Abstract

Linear and nonlinear spectral mixture models applied to Clementine multispectral images of the Moon result in roughly similar spatial distributions of end‐member abundances. However, there are important differences in the absolute values of the predicted abundances. The magnitude of these differences and the implications for understanding geological processes are investigated across a geologic contact between mare and highland in the Grimaldi Basin on the western nearside of the Moon. Vertical and lateral mass transport due to impact cratering has redistributed mare and highland materials across the contract, creating a gradient in composition. Solutions to linear and nonlinear spectral mixture models for identical spectral end‐members of mature mare, mature highland, and fresh crater materials are compared across this simple geologic contact in the Grimaldi Basin. Formal estimates of uncertainty in the calculated fractions of the end‐members are ≈1%. Profiles of mare abundance across the contact are extracted and compared quantitatively. Profiles from the linear mixture models indicate that the geologic contact has an average mare abundance of 60% and the compositional boundary is asymmetric with more mare transported onto the highland side of the contact than highland onto the mare side of the contact.
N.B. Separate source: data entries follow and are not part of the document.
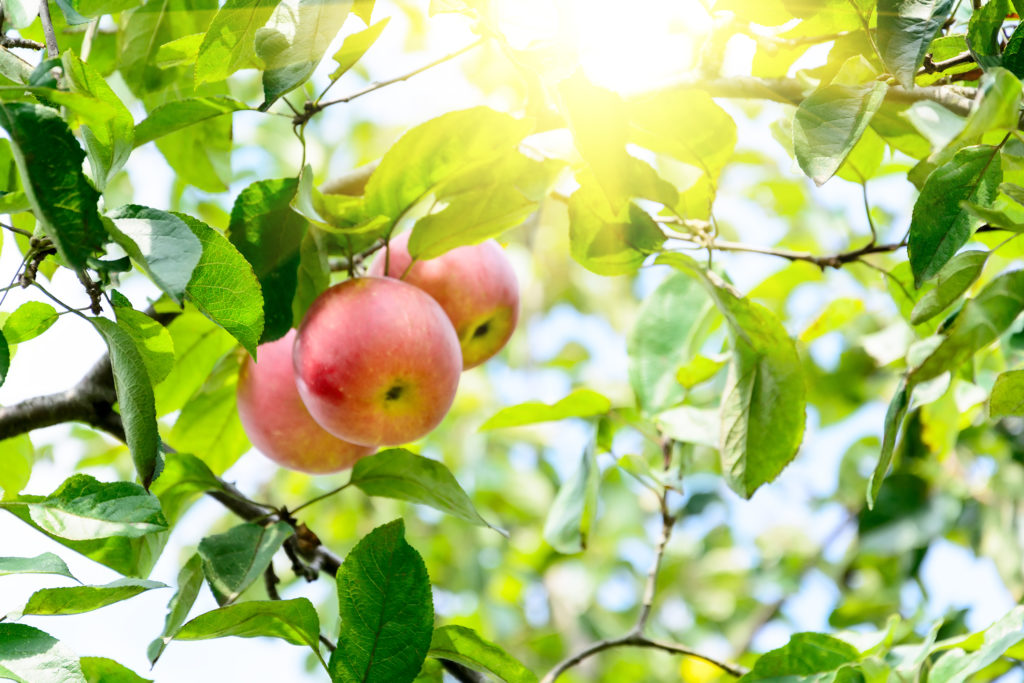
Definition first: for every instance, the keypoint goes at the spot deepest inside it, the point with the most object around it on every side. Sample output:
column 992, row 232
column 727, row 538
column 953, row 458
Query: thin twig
column 50, row 36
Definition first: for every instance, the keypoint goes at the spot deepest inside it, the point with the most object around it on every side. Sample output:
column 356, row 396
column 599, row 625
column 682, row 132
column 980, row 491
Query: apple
column 276, row 421
column 475, row 285
column 377, row 361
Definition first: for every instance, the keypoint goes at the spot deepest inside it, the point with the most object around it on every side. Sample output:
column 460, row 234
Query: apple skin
column 276, row 421
column 377, row 361
column 475, row 285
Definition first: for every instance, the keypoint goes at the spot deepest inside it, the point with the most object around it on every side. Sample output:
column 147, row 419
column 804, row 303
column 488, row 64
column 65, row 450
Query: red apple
column 279, row 424
column 475, row 286
column 377, row 361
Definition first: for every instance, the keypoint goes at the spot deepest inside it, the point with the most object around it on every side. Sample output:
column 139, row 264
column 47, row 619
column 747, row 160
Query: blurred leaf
column 135, row 400
column 406, row 476
column 183, row 479
column 355, row 45
column 189, row 583
column 162, row 245
column 16, row 458
column 292, row 621
column 837, row 314
column 572, row 511
column 29, row 321
column 386, row 610
column 580, row 403
column 671, row 327
column 109, row 144
column 465, row 646
column 940, row 225
column 1008, row 394
column 232, row 560
column 78, row 599
column 953, row 280
column 980, row 323
column 301, row 30
column 101, row 670
column 30, row 654
column 223, row 286
column 268, row 233
column 905, row 30
column 229, row 43
column 181, row 114
column 44, row 563
column 433, row 152
column 829, row 123
column 50, row 164
column 152, row 339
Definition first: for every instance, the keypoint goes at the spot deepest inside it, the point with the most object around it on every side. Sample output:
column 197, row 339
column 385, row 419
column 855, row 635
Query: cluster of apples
column 377, row 359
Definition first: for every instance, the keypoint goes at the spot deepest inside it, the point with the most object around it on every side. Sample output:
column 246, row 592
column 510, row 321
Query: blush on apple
column 279, row 424
column 475, row 286
column 377, row 361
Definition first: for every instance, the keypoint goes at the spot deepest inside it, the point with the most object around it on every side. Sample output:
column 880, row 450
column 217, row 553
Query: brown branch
column 49, row 35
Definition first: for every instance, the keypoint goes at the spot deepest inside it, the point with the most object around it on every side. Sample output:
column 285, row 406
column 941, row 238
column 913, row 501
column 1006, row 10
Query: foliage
column 724, row 279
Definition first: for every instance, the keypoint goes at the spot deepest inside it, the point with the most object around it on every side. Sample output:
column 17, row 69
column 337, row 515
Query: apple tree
column 763, row 406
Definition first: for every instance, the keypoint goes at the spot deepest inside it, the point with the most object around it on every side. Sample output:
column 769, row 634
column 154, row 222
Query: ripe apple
column 377, row 361
column 279, row 424
column 475, row 286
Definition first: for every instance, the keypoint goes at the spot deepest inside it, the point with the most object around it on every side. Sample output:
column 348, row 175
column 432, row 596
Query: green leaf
column 111, row 143
column 406, row 476
column 607, row 243
column 31, row 655
column 199, row 345
column 954, row 279
column 580, row 403
column 983, row 32
column 152, row 339
column 29, row 321
column 894, row 420
column 50, row 163
column 465, row 646
column 232, row 560
column 181, row 114
column 79, row 599
column 387, row 613
column 433, row 152
column 805, row 654
column 209, row 424
column 957, row 666
column 980, row 323
column 183, row 479
column 223, row 286
column 268, row 233
column 294, row 40
column 1008, row 395
column 45, row 563
column 229, row 42
column 162, row 245
column 905, row 29
column 189, row 583
column 135, row 400
column 16, row 458
column 354, row 46
column 670, row 329
column 101, row 670
column 574, row 507
column 940, row 225
column 292, row 621
column 829, row 123
column 708, row 139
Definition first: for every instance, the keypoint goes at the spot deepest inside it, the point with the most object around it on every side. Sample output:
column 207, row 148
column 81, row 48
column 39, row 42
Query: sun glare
column 626, row 47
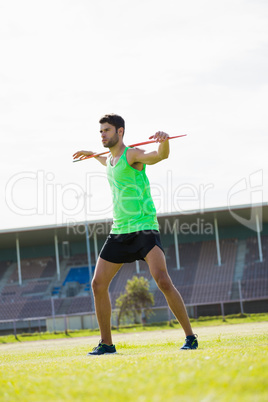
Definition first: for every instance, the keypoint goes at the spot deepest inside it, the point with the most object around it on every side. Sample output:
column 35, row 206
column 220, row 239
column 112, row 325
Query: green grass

In contrast, the nonlinear abundance profiles indicate that the geologic contact has an average mare abundance of 50% and the compositional boundary is remarkably symmetric. Given the expectation that materials will be intimately mixed on the surface of the Moon and that the asymmetries implied by the linear model are not consistent with our understanding of lunar surface processes, the non‐linear spectral mixture model is preferred and should be applied whenever quantitative abundance information is required. The remarkable symmetry in the compositional gradients across this contact indicates that lateral mass transport dominates over vertical transport at this boundary.